マルチ:・・・楓さん、対談なんですから、もっとしゃべって下さいー。
楓  :・・・ごめんなさい。
マルチ:・・・じゃ、じゃあ、気を取り直してあとがきいきますぅ。
楓  :今回の話・・・ちょっと・・・。
マルチ:内容はともかく、一度私と離れた浩之さんを書いてみたかったそうです。
楓  :内容・・・あの唄が思い浮かびます。
マルチ:あの唄、ですか?
楓  :そう。「痕メモリアル」のバッドエンディングテーマ、「女々しいエルクゥの唄」・・・。
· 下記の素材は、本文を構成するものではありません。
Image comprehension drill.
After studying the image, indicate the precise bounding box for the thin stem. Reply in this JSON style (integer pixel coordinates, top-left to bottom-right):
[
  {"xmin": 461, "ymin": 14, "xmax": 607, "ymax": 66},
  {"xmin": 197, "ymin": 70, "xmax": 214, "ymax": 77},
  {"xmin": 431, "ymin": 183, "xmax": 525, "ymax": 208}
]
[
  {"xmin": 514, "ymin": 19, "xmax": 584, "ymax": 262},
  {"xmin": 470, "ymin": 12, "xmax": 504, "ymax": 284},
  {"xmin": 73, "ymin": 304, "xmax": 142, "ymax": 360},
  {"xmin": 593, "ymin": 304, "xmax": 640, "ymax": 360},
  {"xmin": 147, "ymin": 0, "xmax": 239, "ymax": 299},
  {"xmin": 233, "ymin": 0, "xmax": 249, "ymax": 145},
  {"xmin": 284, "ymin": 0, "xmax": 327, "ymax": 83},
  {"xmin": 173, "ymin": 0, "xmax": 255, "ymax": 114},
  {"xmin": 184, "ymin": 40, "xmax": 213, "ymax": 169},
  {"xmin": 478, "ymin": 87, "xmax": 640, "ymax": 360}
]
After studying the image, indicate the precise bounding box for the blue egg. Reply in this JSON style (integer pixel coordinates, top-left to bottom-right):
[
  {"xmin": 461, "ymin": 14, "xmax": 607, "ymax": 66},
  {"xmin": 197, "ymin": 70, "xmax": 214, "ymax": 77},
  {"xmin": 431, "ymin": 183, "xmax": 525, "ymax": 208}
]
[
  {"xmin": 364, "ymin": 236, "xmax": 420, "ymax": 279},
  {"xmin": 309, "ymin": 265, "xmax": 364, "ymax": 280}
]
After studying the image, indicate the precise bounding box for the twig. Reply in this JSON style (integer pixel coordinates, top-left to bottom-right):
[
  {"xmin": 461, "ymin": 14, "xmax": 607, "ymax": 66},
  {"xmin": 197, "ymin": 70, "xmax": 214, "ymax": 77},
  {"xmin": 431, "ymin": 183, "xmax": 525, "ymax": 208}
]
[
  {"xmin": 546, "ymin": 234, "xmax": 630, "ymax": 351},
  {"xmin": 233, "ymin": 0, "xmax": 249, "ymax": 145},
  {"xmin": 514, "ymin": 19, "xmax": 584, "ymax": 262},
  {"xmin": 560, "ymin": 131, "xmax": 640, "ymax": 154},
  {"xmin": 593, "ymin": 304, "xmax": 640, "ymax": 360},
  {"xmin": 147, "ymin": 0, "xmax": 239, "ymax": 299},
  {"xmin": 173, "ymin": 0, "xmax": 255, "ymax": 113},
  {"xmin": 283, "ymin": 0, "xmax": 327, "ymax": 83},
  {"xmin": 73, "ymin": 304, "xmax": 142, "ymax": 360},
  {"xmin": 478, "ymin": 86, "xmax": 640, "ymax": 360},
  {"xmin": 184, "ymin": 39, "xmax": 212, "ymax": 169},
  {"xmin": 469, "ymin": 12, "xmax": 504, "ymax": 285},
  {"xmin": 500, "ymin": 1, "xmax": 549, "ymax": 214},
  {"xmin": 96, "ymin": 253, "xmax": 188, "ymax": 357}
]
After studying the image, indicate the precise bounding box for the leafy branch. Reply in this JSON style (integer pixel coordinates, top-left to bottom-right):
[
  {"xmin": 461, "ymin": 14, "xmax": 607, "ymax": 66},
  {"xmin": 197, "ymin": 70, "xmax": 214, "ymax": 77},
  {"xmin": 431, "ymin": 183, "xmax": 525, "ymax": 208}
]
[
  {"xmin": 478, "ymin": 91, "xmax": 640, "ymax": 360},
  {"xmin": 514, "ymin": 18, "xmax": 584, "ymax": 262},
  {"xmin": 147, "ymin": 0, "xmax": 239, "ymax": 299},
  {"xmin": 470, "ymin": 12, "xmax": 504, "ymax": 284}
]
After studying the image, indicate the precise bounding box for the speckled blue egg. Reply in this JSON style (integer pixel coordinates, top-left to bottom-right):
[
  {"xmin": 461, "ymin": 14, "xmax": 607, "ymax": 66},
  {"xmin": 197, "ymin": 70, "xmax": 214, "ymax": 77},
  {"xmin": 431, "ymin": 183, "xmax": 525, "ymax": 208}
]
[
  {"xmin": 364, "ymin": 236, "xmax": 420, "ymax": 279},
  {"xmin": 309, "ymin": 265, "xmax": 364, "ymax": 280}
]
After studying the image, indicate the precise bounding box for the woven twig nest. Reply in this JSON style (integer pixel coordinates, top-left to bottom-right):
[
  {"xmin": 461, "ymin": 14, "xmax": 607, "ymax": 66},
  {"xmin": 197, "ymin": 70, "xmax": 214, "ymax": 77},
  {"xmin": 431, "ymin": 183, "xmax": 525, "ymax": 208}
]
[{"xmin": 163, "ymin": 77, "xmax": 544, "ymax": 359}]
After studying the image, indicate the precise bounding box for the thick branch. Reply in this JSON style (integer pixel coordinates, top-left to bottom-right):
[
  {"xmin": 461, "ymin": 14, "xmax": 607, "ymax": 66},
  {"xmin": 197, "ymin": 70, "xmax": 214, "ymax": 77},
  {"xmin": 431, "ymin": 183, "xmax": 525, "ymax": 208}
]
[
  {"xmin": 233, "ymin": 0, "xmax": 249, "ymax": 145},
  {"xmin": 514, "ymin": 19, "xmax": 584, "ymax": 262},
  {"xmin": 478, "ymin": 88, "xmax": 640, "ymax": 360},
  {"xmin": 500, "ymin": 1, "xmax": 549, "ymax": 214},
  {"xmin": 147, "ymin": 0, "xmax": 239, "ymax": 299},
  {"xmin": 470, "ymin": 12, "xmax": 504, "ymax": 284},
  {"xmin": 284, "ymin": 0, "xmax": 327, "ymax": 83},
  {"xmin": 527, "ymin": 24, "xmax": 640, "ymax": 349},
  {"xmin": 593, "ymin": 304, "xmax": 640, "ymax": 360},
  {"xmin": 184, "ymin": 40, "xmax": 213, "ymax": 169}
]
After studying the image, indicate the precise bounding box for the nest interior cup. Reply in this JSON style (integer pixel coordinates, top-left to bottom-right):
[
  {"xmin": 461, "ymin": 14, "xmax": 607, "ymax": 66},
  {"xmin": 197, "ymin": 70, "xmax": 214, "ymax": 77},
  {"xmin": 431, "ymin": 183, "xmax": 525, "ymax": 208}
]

マルチ:・・・と、とりあえず、目的は達成できましたよね。
楓  :・・・そう・・・かもしれない。
マルチ:あ、そうそう、本文中、一文だけ、「痕」からの流用文があるそうです。「あまりにも良い文だ
   ったので、使わせてもらいました。すみません」・・・伝言です。
楓  :・・・私の話ですね。
マルチ:楓さんの話は、泣けますよね。
楓  :・・・。
マルチ:・・・じゃ、じゃあ、今回はこれくらいで。

セリス:やっぱりこの二人じゃ対談にならなかった・・・。

>アルルさん
ありがとうございます。
これからも幸せなマルチを書いていきます。